Dare the Wind: The Record-Breaking Voyage of Eleanor Prentiss and the Flying Cloud

by Tracey Fern; ill. by Emily Arnold McCully

Farrar Straus Giroux, 2014

40 pages

I was prowling around the Internet today, searching for content to share on the Read Like a Girl Facebook page, when I came across an interview with Merline Saintil. Saintil is a programmer who currently serves as Yahoo’s head of global engineering for mobile and emerging products.

Both as a woman and an African-American, she’s a minority in her field, and she believes that mentors and a strong support network have been crucial to helping her overcome traditional barriers. In particular, she mentions a male CEO who helped connect her with significant educational and professional opportunities.

I think it’s easy for us to assume that women will be a girl’s best or most important mentors, but that’s not necessarily the case. First of all, as the de facto leaders in virtually every sector of society and the economy, men are simply more likely to be in a position to serve as mentors. Second, there are plenty of men who–out of idealism, pragmatism, or a mixture of both–are happy to help talented girls and women fulfill their potential.
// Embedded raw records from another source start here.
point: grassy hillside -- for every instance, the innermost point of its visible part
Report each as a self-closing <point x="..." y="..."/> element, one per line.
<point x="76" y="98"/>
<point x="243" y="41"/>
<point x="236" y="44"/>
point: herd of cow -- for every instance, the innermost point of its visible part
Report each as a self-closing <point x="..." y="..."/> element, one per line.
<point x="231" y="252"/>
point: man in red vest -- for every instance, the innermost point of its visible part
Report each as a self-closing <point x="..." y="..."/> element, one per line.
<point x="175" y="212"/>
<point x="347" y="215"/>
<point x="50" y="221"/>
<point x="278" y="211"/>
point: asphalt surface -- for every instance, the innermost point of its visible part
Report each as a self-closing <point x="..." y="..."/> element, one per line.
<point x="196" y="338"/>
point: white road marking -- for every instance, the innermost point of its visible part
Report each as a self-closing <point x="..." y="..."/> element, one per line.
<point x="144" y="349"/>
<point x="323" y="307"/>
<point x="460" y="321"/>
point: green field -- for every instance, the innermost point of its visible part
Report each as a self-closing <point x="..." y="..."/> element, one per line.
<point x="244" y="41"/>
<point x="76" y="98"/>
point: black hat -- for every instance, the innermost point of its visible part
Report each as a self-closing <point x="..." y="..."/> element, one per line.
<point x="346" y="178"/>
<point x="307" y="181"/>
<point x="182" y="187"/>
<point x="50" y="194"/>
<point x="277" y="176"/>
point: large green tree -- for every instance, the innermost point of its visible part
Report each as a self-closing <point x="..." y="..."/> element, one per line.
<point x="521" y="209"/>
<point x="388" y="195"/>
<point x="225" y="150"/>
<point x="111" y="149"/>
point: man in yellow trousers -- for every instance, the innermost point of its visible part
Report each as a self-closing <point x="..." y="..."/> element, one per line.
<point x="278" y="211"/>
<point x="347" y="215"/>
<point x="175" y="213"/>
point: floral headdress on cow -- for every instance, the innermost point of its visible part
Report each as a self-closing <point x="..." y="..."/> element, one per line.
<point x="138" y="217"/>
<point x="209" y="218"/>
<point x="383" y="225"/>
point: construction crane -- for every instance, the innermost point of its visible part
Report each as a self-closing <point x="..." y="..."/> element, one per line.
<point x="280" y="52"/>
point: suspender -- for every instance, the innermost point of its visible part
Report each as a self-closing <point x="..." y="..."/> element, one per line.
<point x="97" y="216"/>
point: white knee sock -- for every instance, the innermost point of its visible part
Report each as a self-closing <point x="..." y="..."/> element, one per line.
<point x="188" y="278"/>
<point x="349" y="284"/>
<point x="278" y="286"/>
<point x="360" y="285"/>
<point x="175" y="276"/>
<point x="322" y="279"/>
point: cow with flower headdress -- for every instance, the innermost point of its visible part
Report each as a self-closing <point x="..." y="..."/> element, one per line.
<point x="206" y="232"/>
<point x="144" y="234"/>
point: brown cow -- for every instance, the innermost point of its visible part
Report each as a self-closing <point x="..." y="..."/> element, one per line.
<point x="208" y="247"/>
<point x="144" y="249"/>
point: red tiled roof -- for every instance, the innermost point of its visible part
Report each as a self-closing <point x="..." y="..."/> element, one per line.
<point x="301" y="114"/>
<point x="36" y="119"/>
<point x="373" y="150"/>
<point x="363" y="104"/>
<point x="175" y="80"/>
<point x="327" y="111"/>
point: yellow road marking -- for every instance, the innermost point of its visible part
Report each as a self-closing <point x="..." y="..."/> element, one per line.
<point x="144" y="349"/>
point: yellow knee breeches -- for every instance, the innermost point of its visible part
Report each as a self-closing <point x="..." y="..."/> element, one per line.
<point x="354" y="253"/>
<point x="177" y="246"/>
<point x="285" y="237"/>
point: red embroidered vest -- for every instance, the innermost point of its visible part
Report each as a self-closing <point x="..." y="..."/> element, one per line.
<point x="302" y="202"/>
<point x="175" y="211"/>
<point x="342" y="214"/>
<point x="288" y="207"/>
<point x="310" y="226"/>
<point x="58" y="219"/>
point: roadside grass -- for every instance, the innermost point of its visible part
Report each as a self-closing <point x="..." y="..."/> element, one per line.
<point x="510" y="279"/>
Tracey Fern’s picture book Dare the Wind is about one woman who benefited from the lifelong support of men who recognized and fostered her potential. Born to a sailing captain in early 1800s Massachusetts, Eleanor Prentiss (nicknamed “Ellen”) fell in love with the sea at a young age. Her father, probably motivated by pragmatism rather than feminism (he had no sons to succeed him), taught her everything he knew about sailing. He also taught her the complicated art of mathematical navigation, a skill beyond the reach of most sailors or even boat captains of the day.

As a young woman, Ellen became known for racing–and winning–against other boats in Massachusetts Bay. She later married a trading captain, who promptly took her on as his navigator at a time when it was still considered bad luck to have a woman aboard ship, let alone helping to sail the vessel.

Eventually, the couple took charge of the Flying Cloud, a new type of fast-sailing boat called a clipper. Ellen’s navigational skill–and her husband’s trust in her–spurred them on to multiple world records for the fastest voyage between Boston and San Francisco.

The reality is that, without the help and support of her father and husband, Ellen probably would not have been able to achieve her dream of becoming a champion sailor and navigator. At minimum, the process would have been far more difficult.

But that doesn’t make Ellen’s story any less inspiring for me. She knew what she wanted to do, and she seized every opportunity to do it. Even with a supportive father and husband on her side, there were significant obstacles in her way. Ellen lived at a time when married women had no personhood under the law, and when the weight of social (and naval) convention was very heavy indeed. And then there were the grueling physical and mental demands of repeated sea voyages around the Horn.

Ellen broke all those barriers–and the men in her life were deeply proud of her for doing so. Her story is an excellent example to young girls whose dreams are unconventional. It shows them that they don’t have to assume opposition from half the human race, that in fact they can keep their eyes open for men as well as women to support them along the way. And it’s a reminder to seize the opportunities that come through those channels, to be strong and courageous like Ellen and have confidence in themselves to find a way forward.